Rechârge Biomedical Clinic

On March 30th, some Über-geeks fired up their Large Hadron Collider in Switzerland in an effort to move one huge step closer to Einstein’s elusive lifelong dream of a G.U.T. or Grand Unified Theory.  That ‘theory of everything’ is a somewhat verifiable way to explain how the particles of the Standard Model of particle physics fit with our understanding of Electromagnetism, Strong and Weak nuclear forces, and Gravity.

I know what you’re thinking:

“Zzzzzzzz…BOh–ring”

But WAKE UP! To paraphrase the Baby-Boomers’-Bard, “The future now, will later be past.”

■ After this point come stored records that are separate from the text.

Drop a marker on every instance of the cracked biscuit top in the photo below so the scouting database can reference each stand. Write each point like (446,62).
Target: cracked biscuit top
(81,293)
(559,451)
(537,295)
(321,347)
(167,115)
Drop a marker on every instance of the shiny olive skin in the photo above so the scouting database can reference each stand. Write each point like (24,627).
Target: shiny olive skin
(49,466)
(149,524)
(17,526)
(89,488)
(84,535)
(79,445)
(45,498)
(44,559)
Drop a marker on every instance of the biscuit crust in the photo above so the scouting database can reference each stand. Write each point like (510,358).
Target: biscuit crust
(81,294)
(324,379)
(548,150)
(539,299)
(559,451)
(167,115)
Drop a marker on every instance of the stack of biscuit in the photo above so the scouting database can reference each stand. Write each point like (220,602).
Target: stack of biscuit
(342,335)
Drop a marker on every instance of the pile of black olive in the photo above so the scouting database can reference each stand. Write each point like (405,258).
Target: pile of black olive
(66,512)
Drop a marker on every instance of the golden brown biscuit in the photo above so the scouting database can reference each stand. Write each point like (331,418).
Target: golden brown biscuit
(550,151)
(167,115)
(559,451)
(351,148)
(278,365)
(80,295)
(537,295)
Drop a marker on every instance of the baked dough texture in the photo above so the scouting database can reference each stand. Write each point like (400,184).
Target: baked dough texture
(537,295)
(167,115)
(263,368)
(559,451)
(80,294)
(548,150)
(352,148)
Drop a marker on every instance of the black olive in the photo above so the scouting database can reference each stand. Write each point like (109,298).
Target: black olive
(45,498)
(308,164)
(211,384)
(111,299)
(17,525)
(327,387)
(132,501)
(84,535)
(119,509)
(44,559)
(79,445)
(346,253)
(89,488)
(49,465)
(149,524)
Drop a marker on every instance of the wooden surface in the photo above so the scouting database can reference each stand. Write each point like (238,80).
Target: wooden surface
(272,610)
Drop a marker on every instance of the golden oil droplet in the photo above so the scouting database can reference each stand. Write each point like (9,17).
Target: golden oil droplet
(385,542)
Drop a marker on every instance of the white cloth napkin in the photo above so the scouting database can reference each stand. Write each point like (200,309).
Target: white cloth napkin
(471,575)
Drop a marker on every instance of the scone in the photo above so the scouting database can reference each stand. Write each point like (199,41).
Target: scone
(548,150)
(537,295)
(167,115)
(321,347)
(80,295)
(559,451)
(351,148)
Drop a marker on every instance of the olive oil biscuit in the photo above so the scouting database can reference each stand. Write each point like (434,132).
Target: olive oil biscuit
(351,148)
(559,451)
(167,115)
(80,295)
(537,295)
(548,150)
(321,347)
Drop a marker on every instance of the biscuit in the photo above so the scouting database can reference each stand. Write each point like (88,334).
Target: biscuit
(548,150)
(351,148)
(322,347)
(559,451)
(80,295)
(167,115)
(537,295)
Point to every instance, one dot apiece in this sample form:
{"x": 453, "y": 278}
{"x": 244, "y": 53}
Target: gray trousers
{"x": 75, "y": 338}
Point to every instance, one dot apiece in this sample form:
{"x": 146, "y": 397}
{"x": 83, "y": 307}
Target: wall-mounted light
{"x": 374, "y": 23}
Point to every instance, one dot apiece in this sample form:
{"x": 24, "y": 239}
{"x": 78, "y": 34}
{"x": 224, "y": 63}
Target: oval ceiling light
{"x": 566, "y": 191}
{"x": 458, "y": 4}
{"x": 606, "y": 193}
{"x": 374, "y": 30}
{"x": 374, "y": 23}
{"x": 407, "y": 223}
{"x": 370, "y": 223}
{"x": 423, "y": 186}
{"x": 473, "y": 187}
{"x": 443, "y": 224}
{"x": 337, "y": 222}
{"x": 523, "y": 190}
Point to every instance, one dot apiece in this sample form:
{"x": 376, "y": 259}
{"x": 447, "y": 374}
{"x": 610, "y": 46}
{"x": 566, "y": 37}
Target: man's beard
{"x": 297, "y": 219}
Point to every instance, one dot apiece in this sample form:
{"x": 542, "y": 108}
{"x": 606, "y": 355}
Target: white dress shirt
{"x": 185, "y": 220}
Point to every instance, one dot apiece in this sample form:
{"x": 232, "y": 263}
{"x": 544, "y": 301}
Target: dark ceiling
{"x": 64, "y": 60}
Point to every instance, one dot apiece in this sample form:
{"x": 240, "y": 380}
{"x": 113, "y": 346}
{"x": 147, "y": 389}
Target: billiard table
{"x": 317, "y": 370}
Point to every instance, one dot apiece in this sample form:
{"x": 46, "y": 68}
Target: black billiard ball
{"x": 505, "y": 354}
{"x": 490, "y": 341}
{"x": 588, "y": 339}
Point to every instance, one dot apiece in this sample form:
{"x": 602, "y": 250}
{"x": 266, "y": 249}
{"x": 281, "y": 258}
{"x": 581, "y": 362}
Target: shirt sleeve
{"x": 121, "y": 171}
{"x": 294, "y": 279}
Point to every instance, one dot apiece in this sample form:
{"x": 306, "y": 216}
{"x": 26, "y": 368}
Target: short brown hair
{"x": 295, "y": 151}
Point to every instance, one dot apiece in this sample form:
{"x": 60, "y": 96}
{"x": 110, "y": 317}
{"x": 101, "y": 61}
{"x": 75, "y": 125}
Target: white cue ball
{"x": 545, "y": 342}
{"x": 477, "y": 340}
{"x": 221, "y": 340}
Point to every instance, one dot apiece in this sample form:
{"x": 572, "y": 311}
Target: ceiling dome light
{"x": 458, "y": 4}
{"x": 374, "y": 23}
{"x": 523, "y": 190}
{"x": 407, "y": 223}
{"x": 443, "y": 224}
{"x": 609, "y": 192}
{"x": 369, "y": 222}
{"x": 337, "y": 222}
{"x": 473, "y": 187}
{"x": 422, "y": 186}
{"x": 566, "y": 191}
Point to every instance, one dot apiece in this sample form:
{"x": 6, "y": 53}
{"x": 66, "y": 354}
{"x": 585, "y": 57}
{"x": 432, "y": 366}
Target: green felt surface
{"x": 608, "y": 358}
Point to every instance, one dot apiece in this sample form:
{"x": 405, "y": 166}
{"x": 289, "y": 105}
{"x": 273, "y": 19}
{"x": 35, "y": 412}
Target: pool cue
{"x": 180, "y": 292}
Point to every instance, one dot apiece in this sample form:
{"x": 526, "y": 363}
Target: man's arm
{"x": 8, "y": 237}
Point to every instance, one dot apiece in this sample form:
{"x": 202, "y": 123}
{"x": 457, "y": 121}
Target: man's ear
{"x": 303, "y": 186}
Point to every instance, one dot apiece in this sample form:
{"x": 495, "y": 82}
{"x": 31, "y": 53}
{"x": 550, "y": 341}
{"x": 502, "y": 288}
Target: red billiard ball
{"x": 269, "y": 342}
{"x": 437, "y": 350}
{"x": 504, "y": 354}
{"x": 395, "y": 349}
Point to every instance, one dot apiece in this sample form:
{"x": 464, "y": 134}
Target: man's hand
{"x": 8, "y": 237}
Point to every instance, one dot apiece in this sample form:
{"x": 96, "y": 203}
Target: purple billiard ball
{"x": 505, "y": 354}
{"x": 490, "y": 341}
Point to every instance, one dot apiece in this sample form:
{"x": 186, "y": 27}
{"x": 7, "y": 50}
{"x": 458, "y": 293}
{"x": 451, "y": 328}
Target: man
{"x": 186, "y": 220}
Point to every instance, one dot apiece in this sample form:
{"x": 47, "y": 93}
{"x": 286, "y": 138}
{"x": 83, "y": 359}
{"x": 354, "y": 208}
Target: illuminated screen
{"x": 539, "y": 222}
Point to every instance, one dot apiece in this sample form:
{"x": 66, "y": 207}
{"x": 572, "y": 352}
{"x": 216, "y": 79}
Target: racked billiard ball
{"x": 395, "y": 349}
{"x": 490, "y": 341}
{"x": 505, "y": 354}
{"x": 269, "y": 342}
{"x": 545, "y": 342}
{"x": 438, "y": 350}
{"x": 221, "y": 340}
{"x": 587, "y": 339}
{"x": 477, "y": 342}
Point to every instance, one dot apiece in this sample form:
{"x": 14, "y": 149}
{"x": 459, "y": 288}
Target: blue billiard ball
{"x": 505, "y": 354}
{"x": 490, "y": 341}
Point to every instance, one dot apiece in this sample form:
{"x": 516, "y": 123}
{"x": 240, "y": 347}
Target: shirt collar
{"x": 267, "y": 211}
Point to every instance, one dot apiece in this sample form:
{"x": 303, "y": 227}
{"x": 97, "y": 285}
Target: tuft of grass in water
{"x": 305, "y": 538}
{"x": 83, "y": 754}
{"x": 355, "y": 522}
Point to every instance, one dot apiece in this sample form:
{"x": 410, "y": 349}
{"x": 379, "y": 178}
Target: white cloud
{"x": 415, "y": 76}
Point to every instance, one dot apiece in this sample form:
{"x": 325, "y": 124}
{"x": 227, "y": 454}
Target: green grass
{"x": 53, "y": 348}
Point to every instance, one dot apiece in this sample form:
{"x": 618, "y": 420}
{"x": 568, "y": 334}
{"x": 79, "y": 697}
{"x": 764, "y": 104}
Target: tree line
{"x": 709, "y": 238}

The story of how firing up the big blaster didn’t end the universe was eclipsed in the headlines because 1) it didn’t affect the survivors of Oceanic 815 and 2) it’s not as riveting as Kate Gosselin’s fate on Dancing with the Stars. I get that. But explaining the whole universe is pretty good for a species of “Monkey-boy” hominids that have only been in existence for a mere 200k of the universe’s 13.7 billion years, or 0.000014 of its creator’s existence. This would be probably as likely one of your dust mites writing your entire life story into a Tony-award winning musical during a commercial break of Dancing with the Stars.

So if these acne-stricken, Toblerone-scarfing smarties find their Higgs Boson particle (or Dan Brown’s ‘God Particle’ from Angels and Demons) they’ll be closer to unifying their models and better still, their mom’s get to tell their ‘Frenemies’ how their kid turned out to be smarter than Einstein.

I know what you’re thinking:

“Where the $*@! is he going with this?”

In 1986, Sean Connery played a 14th century theologian/gumshoe named William of Ockham in a pretty cool whodunit movie called The Name of the Rose.

He (Sir William of Ockham, not the greatest James Bond of all time) is best known for his principle of “Ockham’s Razor,”  which has been a close companion of scientists and detectives from Carolus Linnaeus to Lieutenant Columbo:

pluralitas non est ponenda sine necessitate

“plurality should not be posited without necessity”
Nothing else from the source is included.